未遂(刑法203条)・予備(刑法201条)の処罰規定あり。
■自殺関与・同意殺人罪
刑法202条(自殺関与及び同意殺人)
人を教唆し若しくは幇助して自殺させ、又は人をその嘱託を受けもしくはその承諾を得て殺した者は、6月以上7年以下の懲役又は禁錮に処する。

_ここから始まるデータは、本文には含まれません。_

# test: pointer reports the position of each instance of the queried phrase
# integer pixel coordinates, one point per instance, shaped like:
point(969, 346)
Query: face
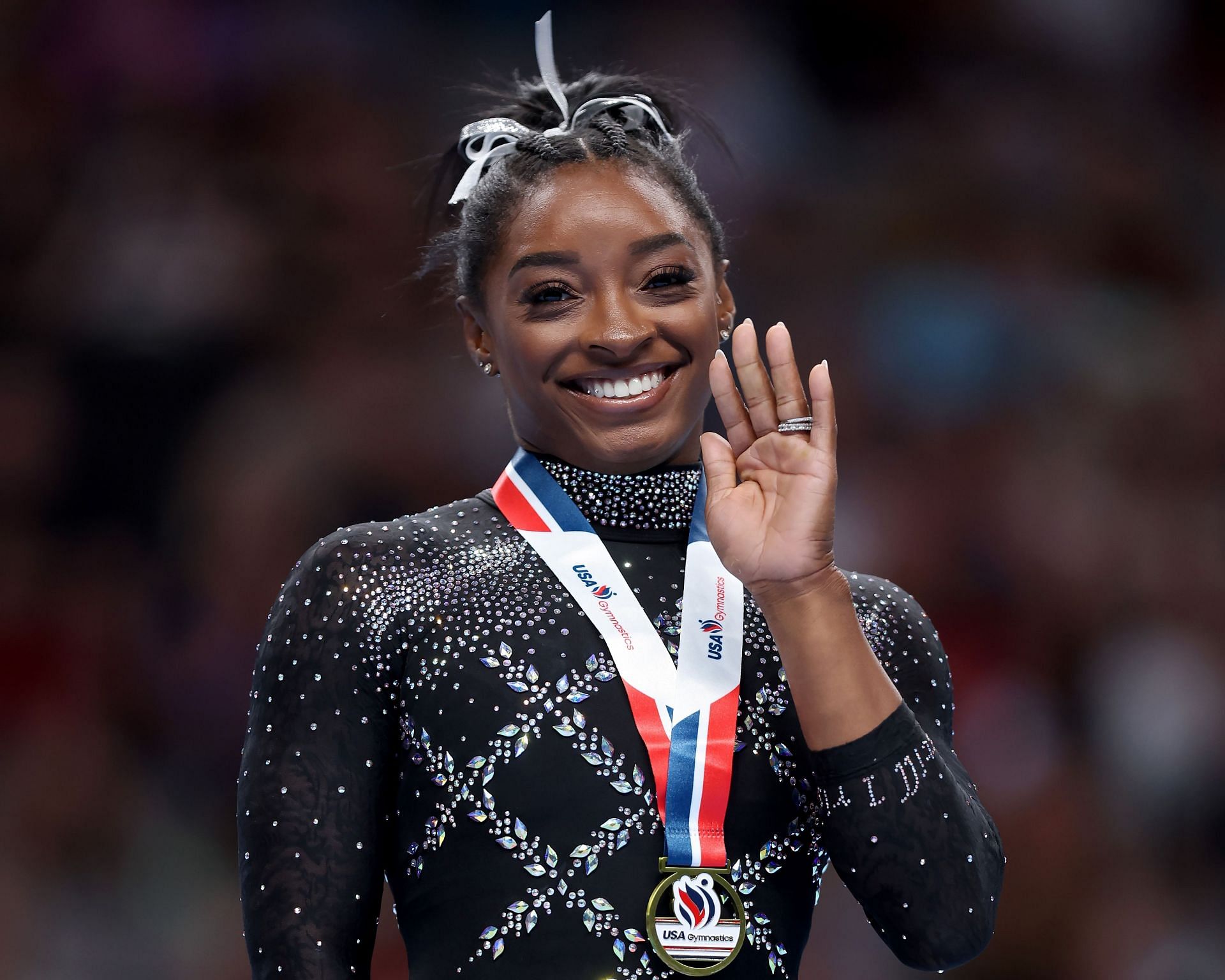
point(602, 313)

他人の自殺に関与する行為を処罰するものであり、前段を「自殺教唆・幇助罪」、後段を「同意殺人罪」という。
(1) 自殺関与罪(自殺教唆・幇助罪)
人を教唆し、もしくは幇助して自殺させること。
① 主体
限定なし。
② 客体
行為者を除く自然人である。自殺の意味を理解し、自由にその意思を決定できる能力を有する者でなければならない。したがって、幼児や高度の精神病者等の自殺の意味を理解せず自由に意思決定できない者に自殺を仕向ける行為は自殺関与罪ではなく、殺人罪の間接正犯とされる。
③ 行為
教唆又は幇助して自殺させることである。
(2) 同意殺人罪(嘱託・承諾殺人罪)
被殺者の嘱託を受け、もしくは承諾を得てこれを殺すこと。
① 主体
限定なし
② 客体
死の意味を理解し、自由に意思決定をなし得る能力を有する者である。したがって、幼児の承諾や、強制されてやむを得ずした嘱託や承諾は無効であり、それに基づいて被害者を殺した場合、殺人罪の構成要件に該当する。
③ 行為
被害者から嘱託を受け、もしくはその承諾を得て殺すことである。
嘱託とは、被害者がその殺害を依頼することであり、承諾とは、被害者が殺害に同意することである。
(3) 刑罰
6月以上7年以下の懲役又は禁錮。未遂(刑法203条)の処罰規定あり。